Saturday, 9 July 2011

Semper Reformanda

Returning to the God of Our Fathers

J. I. Packer:

I think of the two pans of an old fashioned pair of scales. If one goes up, the other goes down.
Once upon a time folks new that God was great and that man by comparison was small. Each individual carried around a sense of his own smallness in the greatness of God’s world.

However, the scale pans are in a different relation today. Man has risen in his own estimation. He thinks of himself as great, grand and marvelously resourceful. This means inevitably that our thoughts about God have shrunk. As God goes down in our estimation, He gets smaller. He also exists now only for our pleasure, our convenience and our health, rather than we existing for His glory.


Now, I’m an old fashioned Christian and I believe that we exist for the glory of God. So the first thing I always want to do in any teaching of Christianity is to attempt to try and get those scale pans reversed. I want to try and show folks that God is the one of central importance. We exist for His praise, to worship Him, and find our joy and fulfilment in Him; therefore He must have all the glory. God is great and He must be acknowledged as great. I think there is a tremendous difference between the view that God saves us and the idea that we save ourselves with God’s help.

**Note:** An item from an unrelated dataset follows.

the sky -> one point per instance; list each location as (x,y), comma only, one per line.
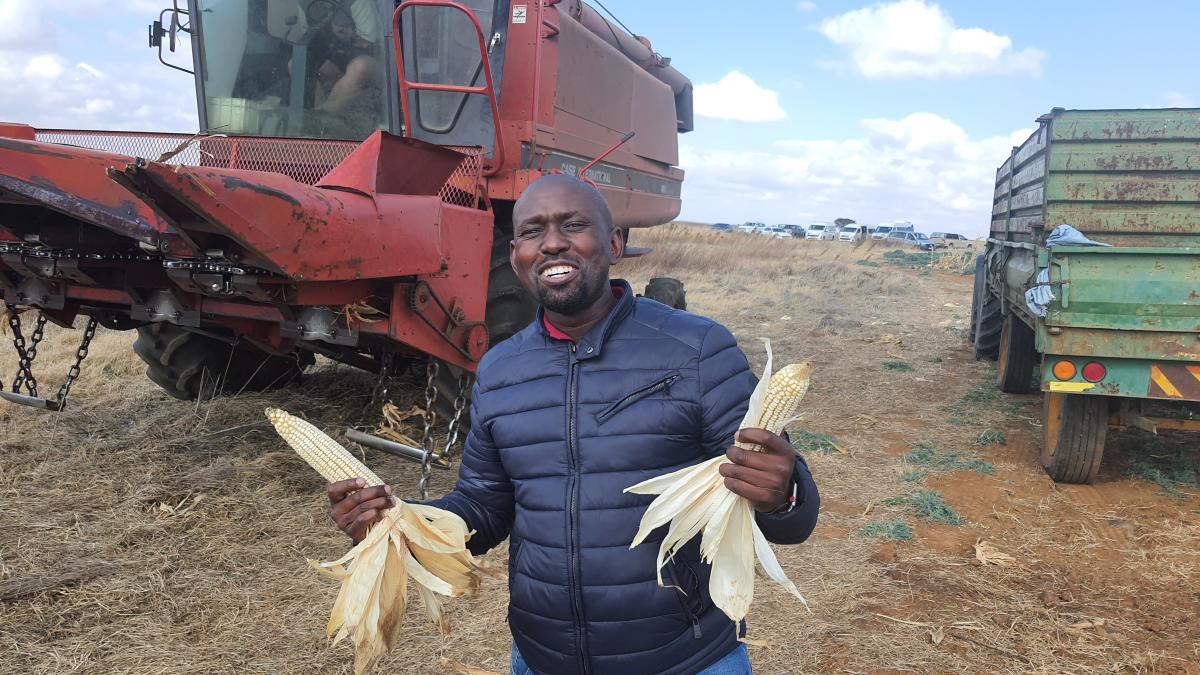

Formula number two fits the modern idea, while formula number one, as I read my Bible, is scriptural. We do not see salvation straight until we recognize that from first to last it is God’s work. He didn’t need to save us. He owed us nothing but damnation after we sinned. What he does, though, is to move in mercy. He sends us a Savior and His Holy Spirit into our hearts to bring us to faith in that Savior. Then He keeps us in that faith and brings us to His glory. It is His work from beginning to end. God saves sinners. It does, of course, put us down very low.

It is that aspect of the gospel that presents the biggest challenge to the modern viewpoint. But we must not forget that it also sets God up very high. It reveals to us a God who is very great, very gracious and very glorious. A God who is certainly worthy of our worship.”